9 Replies Latest reply on Aug 21, 2009 4:52 PM by ryta1203

    High Level Explanation

    ryta1203

      First, this is not a critique, this is a question.

      Why is AMD's GPGPU solution so much harder to explain than NVIDIA's GPGPU solution?

      The CUDA Programming Guide is straightforward and easy to read. It gives a high level overview of what's happening but at the same time offers good optimization options without a lot of "it depends".

      I'm curious about what is so different about AMD's GPGPU solution that they can't do the same?

        • High Level Explanation
          ryta1203

          It's just that it seems that documentation is really what's olding AMD's GPGPU solution back.

          The hardware is there, that's for sure but if no one knows how to code for it in a relatively decent way then it's no use and no good.

          Reading the documentation it's like the person who wrote it assumes we already know things that we don't know.

          The lds_transpose docs are meant to be read with the code. Why can't we just get a "generic" documentation on how to use compute shader mode??

           

            • High Level Explanation
              riza.guntur

              How if... We build one?

              Or maybe create one blog with best practice we already know

                • High Level Explanation
                  ryta1203

                  My problem with that is that I want documentation for things I don't know, if I know it then it's probably already documented well.

                    • High Level Explanation
                      riza.guntur

                      By the way ryta1203, how big is the speed up you gain from optimization you've done up to now? I'm curious, is the difference that big until you want to dig information so deep?
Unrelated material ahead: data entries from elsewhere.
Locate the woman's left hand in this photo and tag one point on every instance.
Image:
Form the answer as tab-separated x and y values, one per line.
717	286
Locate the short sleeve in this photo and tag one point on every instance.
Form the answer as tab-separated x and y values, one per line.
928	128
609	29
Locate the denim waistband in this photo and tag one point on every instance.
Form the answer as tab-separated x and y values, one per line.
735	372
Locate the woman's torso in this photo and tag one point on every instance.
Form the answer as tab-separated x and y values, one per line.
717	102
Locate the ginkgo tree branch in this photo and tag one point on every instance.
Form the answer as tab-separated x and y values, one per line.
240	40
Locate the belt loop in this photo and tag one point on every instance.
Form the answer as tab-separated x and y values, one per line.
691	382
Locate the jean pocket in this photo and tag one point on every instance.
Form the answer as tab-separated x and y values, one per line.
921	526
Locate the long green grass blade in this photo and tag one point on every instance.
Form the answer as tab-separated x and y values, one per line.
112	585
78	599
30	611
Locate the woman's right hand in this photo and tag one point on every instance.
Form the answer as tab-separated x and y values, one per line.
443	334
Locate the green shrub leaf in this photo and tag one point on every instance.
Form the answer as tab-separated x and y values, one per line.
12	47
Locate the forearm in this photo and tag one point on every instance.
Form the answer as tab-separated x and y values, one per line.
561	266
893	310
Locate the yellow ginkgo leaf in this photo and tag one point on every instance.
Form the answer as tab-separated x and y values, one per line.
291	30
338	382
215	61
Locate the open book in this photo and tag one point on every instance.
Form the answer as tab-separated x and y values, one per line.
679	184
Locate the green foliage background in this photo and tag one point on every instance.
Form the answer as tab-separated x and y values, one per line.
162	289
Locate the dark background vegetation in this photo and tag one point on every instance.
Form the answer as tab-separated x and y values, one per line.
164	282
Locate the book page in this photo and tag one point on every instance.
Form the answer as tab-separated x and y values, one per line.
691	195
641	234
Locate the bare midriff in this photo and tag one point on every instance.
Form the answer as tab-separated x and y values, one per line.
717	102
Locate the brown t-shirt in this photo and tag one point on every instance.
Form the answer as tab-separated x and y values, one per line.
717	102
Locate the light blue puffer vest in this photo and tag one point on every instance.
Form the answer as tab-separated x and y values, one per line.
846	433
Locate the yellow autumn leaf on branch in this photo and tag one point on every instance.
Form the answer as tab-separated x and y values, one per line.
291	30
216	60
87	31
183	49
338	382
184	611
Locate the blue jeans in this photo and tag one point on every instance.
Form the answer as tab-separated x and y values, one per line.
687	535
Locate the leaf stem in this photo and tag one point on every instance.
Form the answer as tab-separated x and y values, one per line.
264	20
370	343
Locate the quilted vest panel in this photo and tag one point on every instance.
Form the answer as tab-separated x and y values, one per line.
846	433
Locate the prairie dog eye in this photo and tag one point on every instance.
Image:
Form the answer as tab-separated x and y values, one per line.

                        • High Level Explanation
                          ryta1203

                          I have learned A TON of stuff (that wasn't in the docs) just through this forum (both AMD employees, such as Micah and the rest, and also from fellow non-AMD posters).

                          One of my apps was some LBM code. I coded it in Brook+, my naive approach garnered me ~11x speedup.... I kept optimizing it and over a few weeks I had ~26x speedup, so actually quite a difference from my naive approach.

                          My naive approach was non-vectorized code. I did so good speedup simply from vectorization but I also saw good speedup from other things as well, including splitting kernels, reducing branches where possible, combining kernels, using pinned memory, reducing register pressure, reducing transfer, doing more work per fetch, code reordering (to better utilize compiler VLIW optimizations) and probably most importantly: PUTTING THE PROBLEM INTO THE STREAMING MODEL.

                          The last was really the most important I think (and vectorizing of course). Rather than trying to force the CPU code onto the GPU (which I see people here try to do quite often) I rearranged the problem to fit the GPU. This was very different than the approach one might take in CUDA, IMO, and did take me some time to wrap my head around (as do most things).

                          So, yes, I have seen quite some improvements. I also have other motivations that are not quite so app-specific.